The other case—I called it the binding case above—takes the head of the bindings, destructures it, and forms an immediately invoked one-argument lambda: our first binding. Inside the lambda, it will call itself recursively with the rest of the binding lists and the function body, until it will finally match the base case.

This should also make obvious why let*—at least implemented in this fashion—is more expensive than let. Because we build a new closure for every variable we define, we will end up wasting a whole bunch of precious cycles and memory. But, because we assume that those are cheap in our case, we put conceptual clarity first. We could also transform the bindings into a flat closure with a bunch of defines, but this wouldn’t satisfy the contract of let* to disallow recursive function bindings. You could implement another flavor of let pretty cheaply using this pattern, though.

Because the output of this might not be immediately apparent, I will provide you with the expansion input and output of a simple let* expression:

; before macro expansion:
(let* ((x 1)
       (y (+ x 1)))
  (+ x y))

; after macro expansion
((lambda (x)
  ((lambda (y)
    ((lambda () (+ x y))))
   (+ x y)))
 1)

Fig. 10: A simple let* expression, before and after expansion (these are the moments where I’d wish for parenthesis-based highlighting on my blog).

This wasn’t so bad, was it? If you’re not fed up yet, try implementing labels for this form of let*. It shouldn’t be too different from the version we used for our implementation of let.

Let’s move on to letrec*.

letrec*

This one is the most interesting of all of the macros we’re going to implement here. Our version will again be a bit unusual, but straightforward. Consider the implementation of let* from Figure 9 again; it’s not too far from what we want: all that’s left is transforming the bindings from anonymous bindings to named ones. How could we do that? Let’s try define:

(define-syntax letrec*
  (syntax-rules ()
    ((letrec* () body ...) ; base case
      ((lambda () body ...)))
    ((letrec* ((var val) rest ...) body ...) ; binding case
      ((lambda ()
        (define var val)
        (letrec* (rest ...) body ...))))))

Fig. 11: letrec*, demystified.

As promised this is very similar to let* as implemented in Figure 9. We just pushed the binding of val to var down into the body of the lambda.
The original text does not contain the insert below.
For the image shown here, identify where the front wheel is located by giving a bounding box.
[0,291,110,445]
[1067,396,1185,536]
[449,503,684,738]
I’m not completely sold, though. Remember how I said we could implement another flavor of let pretty cheaply through flattened closures? This is the time to whip out this little trick. It makes the implementation a bit less pretty to look at, but it’s interesting enough for us to try it here:

(define-syntax letrec*-helper
  (syntax-rules ()
    ((letrec*-helper () body ...)
      (begin body ...))
    ((letrec*-helper ((var val) rest ...) body ...)
      (begin
        (define var val)
        (letrec*-helper (rest ...) body ...)))))

(define-syntax letrec*
  (syntax-rules ()
    ((letrec* bindings body ...)
      ((lambda ()
        (letrec*-helper bindings body ...))))))

Fig. 12: letrec*, efficient yet hideous.

That’s about an order of magnitude worse! Great, let’s walk through it! First we define a helper macro—in my experience that’s never a good sign—that does exactly what our first implementation of letrec* from Figure 11 does, but we swap the lambda expression for begin.⁴ All that letrec* does, then, is wrap the code that the helper generates in a lambda that is immediately called, and we’re done.
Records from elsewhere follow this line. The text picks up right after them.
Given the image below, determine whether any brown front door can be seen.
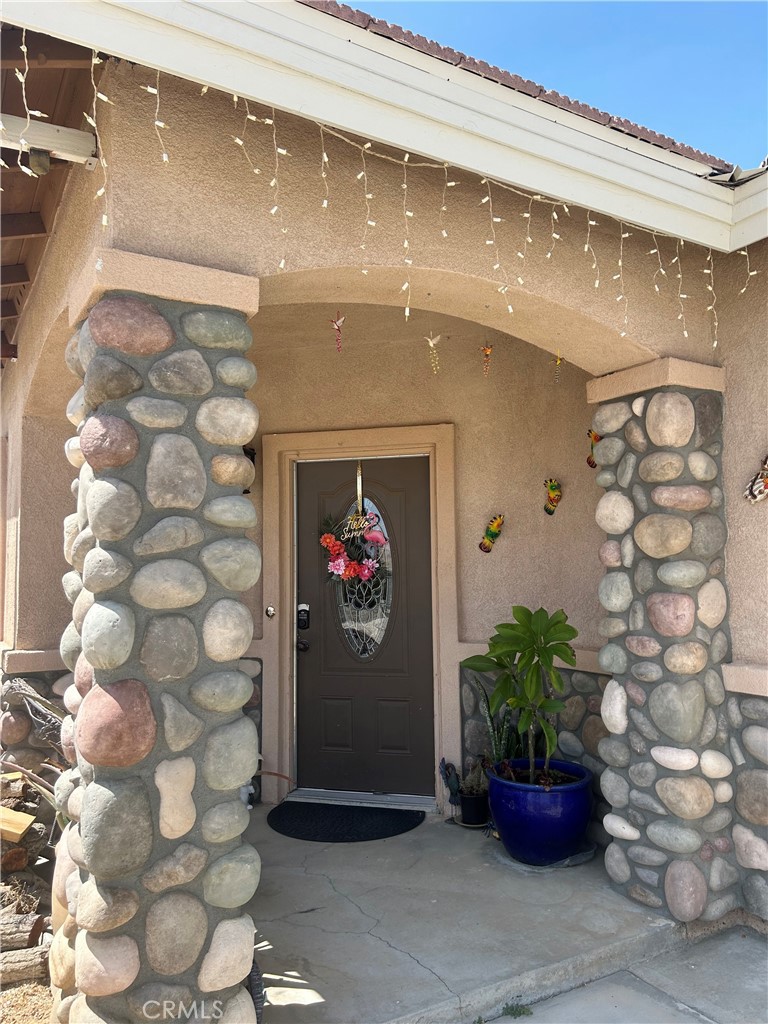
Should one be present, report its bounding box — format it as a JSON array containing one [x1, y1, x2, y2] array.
[[296, 456, 434, 796]]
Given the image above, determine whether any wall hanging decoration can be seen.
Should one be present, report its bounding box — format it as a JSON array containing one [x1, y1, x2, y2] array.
[[319, 461, 393, 660], [544, 476, 562, 515], [587, 430, 602, 469], [331, 310, 346, 352], [479, 515, 504, 555], [550, 351, 562, 384], [480, 345, 494, 377], [424, 331, 442, 374], [744, 455, 768, 505]]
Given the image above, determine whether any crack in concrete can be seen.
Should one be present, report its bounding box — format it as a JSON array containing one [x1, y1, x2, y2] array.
[[315, 871, 457, 996]]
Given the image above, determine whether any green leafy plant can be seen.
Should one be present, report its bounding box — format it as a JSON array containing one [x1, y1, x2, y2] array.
[[502, 1002, 534, 1018], [474, 676, 518, 764], [462, 604, 579, 784], [459, 758, 488, 797]]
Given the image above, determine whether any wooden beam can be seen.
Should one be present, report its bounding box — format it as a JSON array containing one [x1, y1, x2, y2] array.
[[0, 29, 91, 71], [0, 331, 18, 359], [0, 263, 32, 288], [0, 213, 48, 242]]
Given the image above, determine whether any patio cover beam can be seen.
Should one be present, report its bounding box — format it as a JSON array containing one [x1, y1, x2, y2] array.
[[4, 0, 768, 252]]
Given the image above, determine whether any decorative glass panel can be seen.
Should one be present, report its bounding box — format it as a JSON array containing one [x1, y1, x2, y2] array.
[[334, 498, 392, 662]]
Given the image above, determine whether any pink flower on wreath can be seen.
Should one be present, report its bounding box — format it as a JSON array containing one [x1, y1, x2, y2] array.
[[357, 558, 379, 580], [328, 555, 349, 575]]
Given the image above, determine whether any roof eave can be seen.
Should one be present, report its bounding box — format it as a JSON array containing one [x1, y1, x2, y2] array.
[[4, 0, 768, 252]]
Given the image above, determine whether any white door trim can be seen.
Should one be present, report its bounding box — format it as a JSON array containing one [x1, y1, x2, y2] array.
[[260, 423, 461, 803]]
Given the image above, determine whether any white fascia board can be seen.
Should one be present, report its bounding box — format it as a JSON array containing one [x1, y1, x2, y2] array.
[[0, 114, 97, 164], [4, 0, 765, 251]]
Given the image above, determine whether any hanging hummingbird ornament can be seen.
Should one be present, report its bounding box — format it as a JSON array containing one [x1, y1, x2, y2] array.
[[424, 331, 442, 374], [331, 309, 346, 352], [480, 345, 494, 377]]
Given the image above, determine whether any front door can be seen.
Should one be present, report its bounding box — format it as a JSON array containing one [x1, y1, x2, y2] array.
[[296, 456, 434, 796]]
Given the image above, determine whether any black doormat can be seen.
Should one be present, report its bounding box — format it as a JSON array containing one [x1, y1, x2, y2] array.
[[266, 800, 424, 843]]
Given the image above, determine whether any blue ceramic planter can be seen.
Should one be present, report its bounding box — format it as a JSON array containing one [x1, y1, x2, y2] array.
[[488, 758, 592, 864]]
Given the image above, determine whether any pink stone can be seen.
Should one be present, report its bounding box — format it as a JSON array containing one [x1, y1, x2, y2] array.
[[80, 413, 138, 470], [599, 541, 622, 568], [655, 483, 712, 512], [624, 637, 662, 657], [0, 708, 32, 746], [63, 683, 83, 715], [88, 296, 176, 355], [624, 680, 647, 708], [75, 653, 93, 696], [645, 594, 696, 637], [664, 860, 707, 921], [76, 679, 158, 768]]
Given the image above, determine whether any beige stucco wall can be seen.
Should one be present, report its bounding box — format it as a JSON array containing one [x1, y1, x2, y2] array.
[[243, 305, 602, 648], [3, 65, 768, 664]]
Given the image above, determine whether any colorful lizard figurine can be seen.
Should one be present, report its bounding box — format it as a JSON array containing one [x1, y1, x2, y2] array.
[[587, 430, 602, 469], [479, 515, 504, 555], [544, 476, 562, 515]]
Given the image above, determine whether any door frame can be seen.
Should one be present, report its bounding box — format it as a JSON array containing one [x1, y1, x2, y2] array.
[[259, 423, 461, 805]]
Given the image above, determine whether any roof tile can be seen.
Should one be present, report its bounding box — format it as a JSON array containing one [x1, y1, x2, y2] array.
[[298, 0, 733, 171]]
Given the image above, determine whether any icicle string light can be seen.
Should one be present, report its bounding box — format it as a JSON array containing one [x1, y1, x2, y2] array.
[[647, 231, 667, 295], [438, 164, 458, 239], [400, 153, 414, 319], [264, 106, 290, 270], [584, 210, 600, 288], [613, 220, 632, 338], [738, 247, 758, 295], [139, 72, 170, 164], [319, 125, 331, 218], [480, 178, 514, 313], [13, 29, 50, 178], [701, 249, 719, 348], [231, 99, 261, 174], [670, 239, 688, 338]]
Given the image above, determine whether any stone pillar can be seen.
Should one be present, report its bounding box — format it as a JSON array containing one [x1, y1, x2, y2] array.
[[51, 294, 261, 1024], [592, 387, 768, 922]]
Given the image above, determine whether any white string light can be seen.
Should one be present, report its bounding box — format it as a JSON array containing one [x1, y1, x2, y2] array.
[[517, 196, 537, 285], [613, 220, 632, 338], [264, 106, 291, 270], [670, 239, 688, 338], [738, 247, 758, 295], [318, 125, 331, 216], [400, 153, 414, 319], [438, 164, 459, 239], [139, 72, 170, 164], [647, 231, 667, 295], [231, 99, 261, 174], [480, 178, 514, 313], [13, 29, 48, 178], [701, 249, 718, 348], [584, 210, 600, 288], [83, 50, 109, 227]]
This macro is even more opaque than the ones before, so I’m sure you all look forward to a manual expansion!

; before
(letrec* ((x (lambda (n)
              (if (> n 3) n (x (+ n 1)))))
          (y 1))
  (x y))

; after expanding version 1
((lambda ()
  (define x (lambda (n)
              (if (> n 3) n (x (+ n 1)))))
  ((lambda ()
    (define y 1)
    ((lambda () (x y)))))))

; after expanding version 2
((lambda ()
  (begin
    (define x (lambda (n)
                (if (> n 3) n (x (+ n 1)))))
    (begin
      (define y 1)
      (begin (x y))))))

Fig. 13: A manual expansion of version 1 and 2 of letrec*.

Figure 13 should shed some light on how version 2 is more efficient than version 1, even if it’s not more terse.

Recap

At this point you might ask yourself why we didn’t talk about letrec. Well, letrec is the ugliest of all of the expressions in the let family. It requires the implementor to enable recursion, but not sequential bindings. I haven’t found it to be tremendously helpful and mostly a pain to implement. Racket even ditched the name letrec* and made letrec behave like the former instead.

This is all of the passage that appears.